Não há nenhuma garantia de que dois disparos sejam suficientes para incapacitar um criminoso. Cada indivíduo responderá de modo particular durante um confronto armado. Alguns irão correr ou cair ao ouvirem o disparo, outros serão incapacitados com um ou dois tiros, e outros simplesmente resistirão mais tempo não importando a quantidade dos ferimentos.

A incapacitação imediata do agressor só ocorrerá se ele for atingido, grosso modo, na cabeça, no coração ou na medula espinhal. Além disso, nenhuma munição é 100% eficaz 100% das vezes ao atingir uma pessoa e provocar a incapacitação imediata, e há mais chances da vítima errar os disparos do que acertar. Nenhuma fábrica de munições dá garantias de eficácia de seus produtos em 100% das vezes em se tratando da incapacitação de um ser humano.

As idéias sobre tiroteios veiculadas nos filmes de ação no cinema e na televisão são irreais, pois não se assemelham em nada com a verdade de um confronto. A imagem de uma pessoa voando alguns metros para trás depois de ser atingida por um tiro e seu peito explodindo em sangue só fazem parte do imaginário de quem nunca viu ou precisa fantasiar a realidade para satisfazer o público.

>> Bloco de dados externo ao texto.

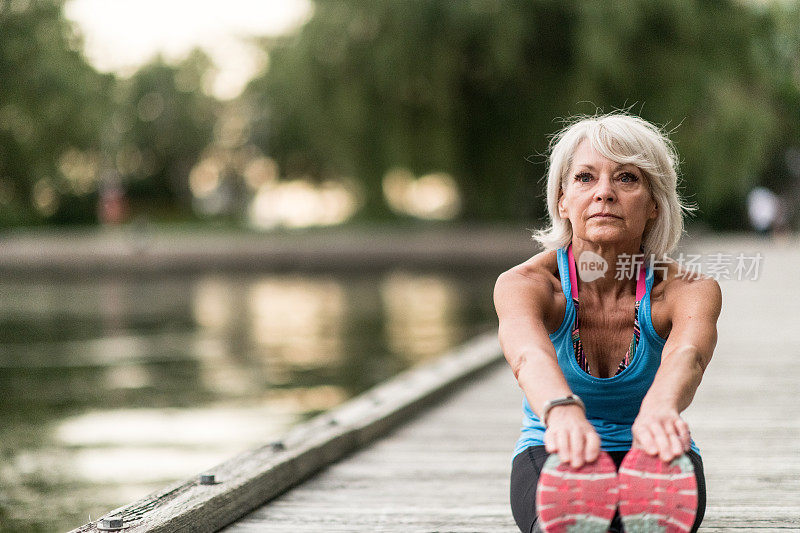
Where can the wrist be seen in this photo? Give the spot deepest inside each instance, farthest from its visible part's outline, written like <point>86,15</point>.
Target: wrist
<point>565,401</point>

Infelizmente, a sociedade e até mesmo os policiais são influenciados por esse tipo de cenário. E o pior: o cidadão, a imprensa, o judiciário, a promotoria e muitos policiais avaliam e julgam a ação de autodefesa de alguém com base na ficção desses filmes de ação.

Finalmente, atirar duas vezes e esperar para ver se o criminoso, que está tentando matá-lo, foi ou não atingido é um erro primário, grave e que leva muitas pessoas à morte, não obstante ser uma técnica (double tap) ainda ensinada nesses "treinamentos" sem base realista.

Por: Humberto Wendling é Agente de Polícia Federal e Instrutor de Armamento e Tiro lotado na Delegacia de Polícia Federal em Uberlândia/MG.